Jeszcze do niedawna, jednym z głośniejszych tematów związanych z Bayernem Monachium była umowa z katarskimi liniami lotniczymi Qatar Airways.
To właśnie ta umowa z Katarczykami była powodem wielkiego zamieszania i chaotycznego Dorocznego Walnego Zgromadzenia Bayernu w 2021 roku.
Od tamtej pory w mediach co rusz powracał temat zerwania lub przedłużenia kontraktu z Qatar Airways, na mocy którego bawarski klub ma inkasować rocznie około 25 milionów euro (logo katarskich linii lotniczych widnieje na rękawach koszulek FCB).
Niemniej jednak coraz więcej wskazuje na to, że wygasająca w czerwcu umowa, nie zostanie przedłużona, o czym już informują liczne źródła w Niemczech.
Po tym jak kilka dni temu tygodnik „Sport Bild” poinformował, że szanse na osiągnięcie porozumienia są nikłe z racji na ostatnie wydarzenia na mundialu (zachowanie i protesty zawodników niemieckiej reprezentacji narodowej), tym razem podobne doniesienia przedstawił „RAN”.

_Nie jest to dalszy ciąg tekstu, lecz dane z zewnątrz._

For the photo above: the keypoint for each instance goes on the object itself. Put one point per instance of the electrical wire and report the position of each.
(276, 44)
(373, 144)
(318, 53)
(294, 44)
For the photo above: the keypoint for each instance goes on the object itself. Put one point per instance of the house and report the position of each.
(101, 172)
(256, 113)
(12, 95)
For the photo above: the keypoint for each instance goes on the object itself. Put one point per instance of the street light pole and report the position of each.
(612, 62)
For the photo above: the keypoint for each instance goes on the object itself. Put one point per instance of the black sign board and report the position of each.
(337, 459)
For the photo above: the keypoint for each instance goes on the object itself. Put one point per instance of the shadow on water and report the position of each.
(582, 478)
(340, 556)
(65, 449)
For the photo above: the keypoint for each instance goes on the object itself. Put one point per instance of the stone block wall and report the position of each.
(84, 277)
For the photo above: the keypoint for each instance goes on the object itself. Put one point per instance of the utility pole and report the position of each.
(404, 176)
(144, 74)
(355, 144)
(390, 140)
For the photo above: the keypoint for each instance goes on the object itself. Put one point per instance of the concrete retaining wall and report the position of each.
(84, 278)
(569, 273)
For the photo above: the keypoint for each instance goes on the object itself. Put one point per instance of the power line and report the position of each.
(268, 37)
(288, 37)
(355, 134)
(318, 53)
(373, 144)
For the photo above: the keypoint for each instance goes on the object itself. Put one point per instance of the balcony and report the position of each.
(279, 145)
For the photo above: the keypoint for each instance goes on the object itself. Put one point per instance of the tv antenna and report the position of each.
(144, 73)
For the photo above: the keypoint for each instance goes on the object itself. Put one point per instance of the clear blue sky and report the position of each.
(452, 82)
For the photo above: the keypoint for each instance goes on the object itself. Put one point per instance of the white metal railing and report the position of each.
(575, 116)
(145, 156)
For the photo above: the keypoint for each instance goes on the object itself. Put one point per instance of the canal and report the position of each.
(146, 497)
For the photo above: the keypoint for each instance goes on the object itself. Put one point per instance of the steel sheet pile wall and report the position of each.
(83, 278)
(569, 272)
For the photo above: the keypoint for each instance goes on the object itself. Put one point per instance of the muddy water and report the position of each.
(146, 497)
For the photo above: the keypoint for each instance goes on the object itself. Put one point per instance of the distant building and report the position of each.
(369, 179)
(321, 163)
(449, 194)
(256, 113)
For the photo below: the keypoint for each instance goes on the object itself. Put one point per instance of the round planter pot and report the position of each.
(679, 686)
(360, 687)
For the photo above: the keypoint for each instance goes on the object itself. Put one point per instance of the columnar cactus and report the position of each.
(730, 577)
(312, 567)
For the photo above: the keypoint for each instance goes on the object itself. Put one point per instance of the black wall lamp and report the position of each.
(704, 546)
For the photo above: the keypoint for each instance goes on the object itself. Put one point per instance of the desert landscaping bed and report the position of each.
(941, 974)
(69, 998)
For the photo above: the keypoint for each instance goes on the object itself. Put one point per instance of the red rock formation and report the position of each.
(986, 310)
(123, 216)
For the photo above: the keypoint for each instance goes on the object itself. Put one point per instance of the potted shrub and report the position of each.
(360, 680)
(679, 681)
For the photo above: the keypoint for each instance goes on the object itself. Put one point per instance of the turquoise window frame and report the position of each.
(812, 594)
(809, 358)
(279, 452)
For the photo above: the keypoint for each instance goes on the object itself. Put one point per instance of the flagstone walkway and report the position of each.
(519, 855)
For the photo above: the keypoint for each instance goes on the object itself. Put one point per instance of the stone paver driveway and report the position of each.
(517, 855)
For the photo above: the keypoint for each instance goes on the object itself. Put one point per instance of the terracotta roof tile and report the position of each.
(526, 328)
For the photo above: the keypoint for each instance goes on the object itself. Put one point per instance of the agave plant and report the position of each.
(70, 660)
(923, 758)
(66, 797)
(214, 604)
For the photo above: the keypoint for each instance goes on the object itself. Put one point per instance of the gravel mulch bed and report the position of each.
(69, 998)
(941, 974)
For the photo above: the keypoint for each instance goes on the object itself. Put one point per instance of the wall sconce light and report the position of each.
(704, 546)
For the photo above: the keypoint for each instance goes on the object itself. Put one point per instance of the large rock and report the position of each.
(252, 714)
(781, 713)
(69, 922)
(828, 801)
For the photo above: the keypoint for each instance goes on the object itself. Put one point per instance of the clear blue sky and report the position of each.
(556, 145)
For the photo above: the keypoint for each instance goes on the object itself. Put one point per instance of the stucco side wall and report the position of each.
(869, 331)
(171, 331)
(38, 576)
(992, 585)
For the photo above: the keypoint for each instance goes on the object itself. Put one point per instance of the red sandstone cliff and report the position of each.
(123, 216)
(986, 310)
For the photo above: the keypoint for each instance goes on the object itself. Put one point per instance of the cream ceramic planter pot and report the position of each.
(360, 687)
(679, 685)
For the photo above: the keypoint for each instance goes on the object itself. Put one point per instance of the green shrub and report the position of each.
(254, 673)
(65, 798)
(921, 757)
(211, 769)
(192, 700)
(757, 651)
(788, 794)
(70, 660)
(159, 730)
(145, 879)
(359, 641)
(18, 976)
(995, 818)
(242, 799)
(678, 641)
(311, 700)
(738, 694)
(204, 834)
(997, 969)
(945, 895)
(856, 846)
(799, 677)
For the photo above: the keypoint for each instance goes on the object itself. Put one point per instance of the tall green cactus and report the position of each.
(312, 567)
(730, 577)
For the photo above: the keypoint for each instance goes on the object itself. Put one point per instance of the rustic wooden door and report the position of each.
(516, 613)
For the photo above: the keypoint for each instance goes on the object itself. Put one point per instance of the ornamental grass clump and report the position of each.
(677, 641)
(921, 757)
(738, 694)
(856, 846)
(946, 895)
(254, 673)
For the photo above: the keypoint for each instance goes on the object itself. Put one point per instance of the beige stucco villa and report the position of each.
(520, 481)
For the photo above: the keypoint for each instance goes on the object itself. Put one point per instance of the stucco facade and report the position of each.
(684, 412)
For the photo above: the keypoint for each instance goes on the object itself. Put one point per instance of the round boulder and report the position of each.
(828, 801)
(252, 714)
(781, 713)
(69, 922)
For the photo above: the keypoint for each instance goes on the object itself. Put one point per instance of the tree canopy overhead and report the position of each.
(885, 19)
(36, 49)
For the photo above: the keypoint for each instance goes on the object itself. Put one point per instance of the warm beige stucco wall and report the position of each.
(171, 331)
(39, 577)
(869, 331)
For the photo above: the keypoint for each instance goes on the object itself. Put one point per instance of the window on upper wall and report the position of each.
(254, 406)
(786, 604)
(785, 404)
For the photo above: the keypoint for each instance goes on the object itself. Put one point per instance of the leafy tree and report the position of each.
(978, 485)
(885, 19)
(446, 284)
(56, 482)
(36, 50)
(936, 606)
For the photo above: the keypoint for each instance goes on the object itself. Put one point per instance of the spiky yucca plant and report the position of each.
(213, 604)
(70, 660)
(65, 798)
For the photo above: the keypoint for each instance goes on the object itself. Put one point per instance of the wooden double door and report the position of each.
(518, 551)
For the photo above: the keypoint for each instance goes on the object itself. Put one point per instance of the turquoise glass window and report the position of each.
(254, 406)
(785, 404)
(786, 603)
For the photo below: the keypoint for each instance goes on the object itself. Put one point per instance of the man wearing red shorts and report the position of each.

Dziennikarze donoszą, że choć rozmowy kontraktowe zaplanowano na początek 2023 roku, to obecnie nie należy spodziewać się, że wszystkie strony dojdą do porozumienia. Co więcej rzecznik prasowy katarskich linii lotniczych zapytany o niechęć Katarczyków do zawarcia nowego kontraktu na tych samych warunkach, odmówił udzielenia komentarza.